August 25, 2005 – Vol. 41, No. 2
 

Caribbean community gears up for Carnival

Yawu Miller

Sheyenne Hazell sang in front of tens of thousands of people in her native Trinidad and Tobago when she won the Junior Calypso Monarch competition in 2003 and 2004.

On Sunday at this year’s Kiddie Carnival, when the eleven-year-old sang in front of several hundred people in white stadium, the crowd was decidedly smaller, but the feeling of carnival was every bit as real.

“I like seeing the dancing and the costumes,” she said. “To see everyone having so much fun.”

Bands of young revelers dressed in brilliant sequinned outfits queued up on the track at White Stadium, before launching down the straightaway in front of a three-woman panel of judges imported from Trinidad. Forty-plus members of the Branches steel pan orchestra filled the football stadium with the sounds of carnival under the baking August sun.

When it was Hazell’s turn to shine, she sang calypsos and socas that featured the traditional satirical themes of carnival music, including “Reality T.V.:

“Look how fat Anna Nicole, that famous gold-digger come thin like a bean pole, slimming on Trim Spa.”

“Reality T.V. is not really reality,” Hazel, said, explaining the satirical bite of the Calypso.

Kiddie Carnival is the kick-off event for Boston’s Caribbean Carnival, one of the major carnivals in the North American circuit, which also include festivals in New York and Toronto. Tonight at the Reggie Lewis Track, the competition for king and queen of Carnival will be held. The event will include a performance by Trinidadian calypso singer The Mighty Shadow.

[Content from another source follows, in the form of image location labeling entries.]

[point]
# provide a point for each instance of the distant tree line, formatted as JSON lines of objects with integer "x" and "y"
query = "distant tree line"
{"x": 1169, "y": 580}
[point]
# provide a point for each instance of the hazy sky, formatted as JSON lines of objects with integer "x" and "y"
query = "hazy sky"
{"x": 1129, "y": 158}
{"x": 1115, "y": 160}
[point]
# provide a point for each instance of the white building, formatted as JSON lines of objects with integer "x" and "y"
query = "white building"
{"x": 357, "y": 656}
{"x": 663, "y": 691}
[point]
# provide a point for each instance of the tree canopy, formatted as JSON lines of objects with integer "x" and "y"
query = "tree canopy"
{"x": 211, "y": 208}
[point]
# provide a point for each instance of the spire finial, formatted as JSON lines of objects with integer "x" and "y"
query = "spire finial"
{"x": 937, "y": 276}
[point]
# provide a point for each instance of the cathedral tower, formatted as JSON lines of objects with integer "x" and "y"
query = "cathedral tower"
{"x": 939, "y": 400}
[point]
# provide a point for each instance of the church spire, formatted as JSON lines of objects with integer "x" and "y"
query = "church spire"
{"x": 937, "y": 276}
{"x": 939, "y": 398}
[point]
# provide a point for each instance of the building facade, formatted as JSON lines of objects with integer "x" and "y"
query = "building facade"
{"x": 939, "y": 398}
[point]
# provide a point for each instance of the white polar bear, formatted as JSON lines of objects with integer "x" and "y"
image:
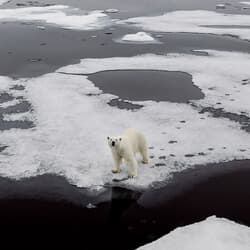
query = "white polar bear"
{"x": 126, "y": 146}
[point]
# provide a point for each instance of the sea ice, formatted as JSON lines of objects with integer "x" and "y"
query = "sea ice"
{"x": 111, "y": 11}
{"x": 72, "y": 120}
{"x": 220, "y": 75}
{"x": 138, "y": 37}
{"x": 195, "y": 21}
{"x": 212, "y": 233}
{"x": 3, "y": 1}
{"x": 220, "y": 6}
{"x": 246, "y": 3}
{"x": 61, "y": 15}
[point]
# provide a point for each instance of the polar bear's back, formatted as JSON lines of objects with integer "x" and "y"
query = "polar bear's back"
{"x": 136, "y": 139}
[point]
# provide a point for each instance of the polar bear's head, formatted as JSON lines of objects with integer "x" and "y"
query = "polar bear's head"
{"x": 114, "y": 141}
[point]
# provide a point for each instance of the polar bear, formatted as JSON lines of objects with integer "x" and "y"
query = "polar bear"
{"x": 126, "y": 146}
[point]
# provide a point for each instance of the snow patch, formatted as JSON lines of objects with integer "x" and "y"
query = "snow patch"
{"x": 220, "y": 6}
{"x": 246, "y": 3}
{"x": 24, "y": 116}
{"x": 141, "y": 37}
{"x": 197, "y": 21}
{"x": 111, "y": 11}
{"x": 61, "y": 15}
{"x": 3, "y": 1}
{"x": 212, "y": 233}
{"x": 73, "y": 119}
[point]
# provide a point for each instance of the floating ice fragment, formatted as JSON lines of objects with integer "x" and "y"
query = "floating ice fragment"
{"x": 212, "y": 233}
{"x": 61, "y": 15}
{"x": 41, "y": 27}
{"x": 138, "y": 37}
{"x": 90, "y": 206}
{"x": 195, "y": 21}
{"x": 245, "y": 2}
{"x": 220, "y": 6}
{"x": 111, "y": 11}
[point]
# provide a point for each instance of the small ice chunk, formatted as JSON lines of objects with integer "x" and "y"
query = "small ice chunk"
{"x": 90, "y": 206}
{"x": 3, "y": 1}
{"x": 220, "y": 6}
{"x": 194, "y": 21}
{"x": 212, "y": 233}
{"x": 138, "y": 37}
{"x": 246, "y": 3}
{"x": 41, "y": 27}
{"x": 111, "y": 11}
{"x": 25, "y": 116}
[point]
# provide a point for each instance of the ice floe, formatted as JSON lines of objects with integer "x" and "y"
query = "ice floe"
{"x": 212, "y": 233}
{"x": 72, "y": 120}
{"x": 220, "y": 6}
{"x": 111, "y": 11}
{"x": 139, "y": 37}
{"x": 246, "y": 3}
{"x": 3, "y": 1}
{"x": 23, "y": 116}
{"x": 195, "y": 21}
{"x": 61, "y": 15}
{"x": 220, "y": 75}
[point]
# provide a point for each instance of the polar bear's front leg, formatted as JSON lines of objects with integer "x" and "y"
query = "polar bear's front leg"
{"x": 132, "y": 164}
{"x": 118, "y": 161}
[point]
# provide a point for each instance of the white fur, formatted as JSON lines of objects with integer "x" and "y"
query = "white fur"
{"x": 125, "y": 147}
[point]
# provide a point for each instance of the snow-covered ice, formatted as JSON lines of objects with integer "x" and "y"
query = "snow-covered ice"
{"x": 69, "y": 138}
{"x": 141, "y": 37}
{"x": 246, "y": 3}
{"x": 212, "y": 233}
{"x": 23, "y": 116}
{"x": 220, "y": 6}
{"x": 217, "y": 74}
{"x": 195, "y": 21}
{"x": 61, "y": 15}
{"x": 3, "y": 1}
{"x": 111, "y": 10}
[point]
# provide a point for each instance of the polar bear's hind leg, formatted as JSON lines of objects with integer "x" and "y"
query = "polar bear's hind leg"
{"x": 132, "y": 164}
{"x": 118, "y": 161}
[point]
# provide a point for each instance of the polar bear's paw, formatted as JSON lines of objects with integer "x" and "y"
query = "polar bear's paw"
{"x": 115, "y": 171}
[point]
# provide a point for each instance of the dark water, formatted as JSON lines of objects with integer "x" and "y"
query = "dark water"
{"x": 48, "y": 211}
{"x": 141, "y": 85}
{"x": 27, "y": 51}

“King and Queen will be much bigger this year than last year,” said Carnival organizer Shirley Shillingford. “There are a lot more participants and there’s a lot of interest in the Shadow.”

Missing from this year’s schedule of celebrations will be the panorama, the traditional steel pan competition. But the only band to sign up for the event — Branches — will perform during the carnival Saturday.

Carnival officially starts at the crack of dawn, Saturday at 5:30 a.m. with the traditional J’ouvert celebration. A diehard group of revelers will meet at the corner of Blue Hill Avenue and Morton Street before marching up to Franklin Park.

Carnival proper begins at 1:00 p.m. (keeping in mind the Caribbean propensity for late starts). Devotees of the Boston Carnival will hear strains of carnival music, including the perennial favorite “Take a jump, take a jump, take a jump back now, it’s carnivaaaaal,” by the Antiguan band Square One.

The bands participating in carnival — including TnT, D’Midas International, the Engine Room Society and other perennial favorites — will make their way along the nearly mile-long parade route from Martin Luther King Boulevard to the judging stand at the corner of Seaver Street and Blue Hill Ave. where the trio of Trini judges will decide on the best band.

Although by then the judges will have already selected the king and queen and junior winners of carnival, the competition for best band is saved for last, when the dancers in the bands are in full array. They are judged on their dancing and their costumes, many of which take months and many thousands of sequins to prepare.

After the judging stand, the bands complete the parade route, marching up to the main entrance of Franklin Park where vendors await hawking everything from traditional West Indian food to arts and crafts and bootleg reggae CDs.